Ling: I do my best to make it clear to the people that we are featuring the views expressed by them. We allow people to share their stories. That’s the thing about the work that I’ve done. While I may be the vehicle who’s taking you into environments that are unfamiliar, ultimately, what I’m really trying to do is introduce you to people, communities and cultures from whom you may not have heard before. Providing people with that opportunity on that platform is something that I’ve always tried to do. I like to think of my reporting as being really human-driven, because I think it’s really easy for us all to get caught up in rhetoric, especially in rhetoric from people who may be even very distant from the situation but who have very loud voices. I think it’s really imperative for all journalists to seek out credible sources to ensure that the people that you may be quoting or that you may be featuring are people who are bringing their life experiences to the story.
Teng: Speaking of life experiences, in 2009, you went to the Clinton administration to have Bill Clinton meet with Kim Jung II after your sister, Laura Ling, and her colleague, Euna Lee, were captured and imprisoned in North Korea. What was the breakthrough like using your voice and working around a communist country to help save your sister?
Ling: That would require a whole couple of hours to explain what that was like. It’s surreal to think about all that took place in 2009, and how a former president actually went to negotiate the release of my sister and her colleague. I think the thing that I think about most often with regard to that experience, ultimately, is how I’m so relieved and thankful my sister and her colleagues were able to come out safely. But, I think about how the story that they were trying to tell, ultimately wasn’t able to be told. She was trying to tell the story of North Korean refugees who escaped their horrific lives inside North Korea only to be sold into slavery or sold into the underbelly of the Chinese. That story was prevented from being told, and so that has made me more empathic than ever to want to tell stories and to promote the work of journalists who are continuing to take risks, to tell the truth, and to bear witness.
Teng: By beginning your career at 18, you were one of the youngest journalists on the field who was also Asian American. Could you share with us some challenges you may have faced during that time as someone who represented the community?
Ling: I mean, it was all challenging. I was so young, and I had this unique opportunity to work for a show that was seen in schools across the country called Channel One News. It was big in Texas. It’s funny because it was a 12-minute broadcast seen in schools, and it was very controversial because it had aired advertisements within the broadcast. Now, everyone has phones on them at all times. But I was young. I was only 18 when I started and so much of what I experienced was just sort of on the job training.
Channel One sent me into the world to cover stories and it really opened my eyes and broadened my horizons profoundly.
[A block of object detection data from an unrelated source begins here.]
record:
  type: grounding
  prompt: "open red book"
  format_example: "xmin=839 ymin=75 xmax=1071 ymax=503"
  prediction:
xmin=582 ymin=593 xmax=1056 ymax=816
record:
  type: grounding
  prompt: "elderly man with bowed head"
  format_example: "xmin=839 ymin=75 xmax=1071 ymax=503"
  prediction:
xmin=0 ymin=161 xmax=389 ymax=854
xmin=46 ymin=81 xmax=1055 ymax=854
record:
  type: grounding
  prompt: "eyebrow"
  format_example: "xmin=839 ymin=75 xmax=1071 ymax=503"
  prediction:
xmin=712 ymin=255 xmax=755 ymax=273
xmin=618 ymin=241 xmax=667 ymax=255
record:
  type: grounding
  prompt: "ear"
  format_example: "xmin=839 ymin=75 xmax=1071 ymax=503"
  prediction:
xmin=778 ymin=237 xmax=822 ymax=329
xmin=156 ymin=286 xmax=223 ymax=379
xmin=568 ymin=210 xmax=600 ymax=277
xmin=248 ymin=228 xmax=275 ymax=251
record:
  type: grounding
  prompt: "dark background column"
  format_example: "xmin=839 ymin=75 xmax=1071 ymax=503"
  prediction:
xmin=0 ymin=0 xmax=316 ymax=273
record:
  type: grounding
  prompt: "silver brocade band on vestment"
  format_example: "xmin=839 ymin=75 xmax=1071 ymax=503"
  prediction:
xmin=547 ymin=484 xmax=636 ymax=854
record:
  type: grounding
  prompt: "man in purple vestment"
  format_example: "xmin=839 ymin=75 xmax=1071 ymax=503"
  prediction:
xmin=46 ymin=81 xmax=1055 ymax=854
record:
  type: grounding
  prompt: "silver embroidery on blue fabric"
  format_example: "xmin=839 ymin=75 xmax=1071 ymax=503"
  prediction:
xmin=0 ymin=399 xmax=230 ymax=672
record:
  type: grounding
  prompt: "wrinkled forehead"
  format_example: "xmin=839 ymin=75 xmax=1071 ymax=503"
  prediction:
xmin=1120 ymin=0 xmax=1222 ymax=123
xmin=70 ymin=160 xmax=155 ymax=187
It fueled a quest in me to want to continue bearing witness and communicating what I’m seeing to the rest of the world. It was all hard, but I’m so grateful that I had it. I think that if you look at the style of my reporting today, it’s not very different from the style that we employed at Channel One. Anderson Cooper was one of my colleagues at Channel One, and we still try really hard to center our reporting through a lens of humanity.
Asrawi: During your career, you’ve focused on many different issues, like women’s struggles during the war in the Democratic Republic of the Congo. What advice would you give to young journalists who want to cover communities with extreme needs?
Ling: There’s such a need for this kind of reporting and the industry is changing enormously. It’s going to be hard for you to have your organization send you out to cover so many of the stories that are happening in the world, particularly stories about the suffering of women and children if we’re not in a wartime situation. I would suggest that if this is your passion to tell these kinds of stories, if there’s a way for you to go and partner with some organizations and NGOs, go out and report yourself and bring those stories back.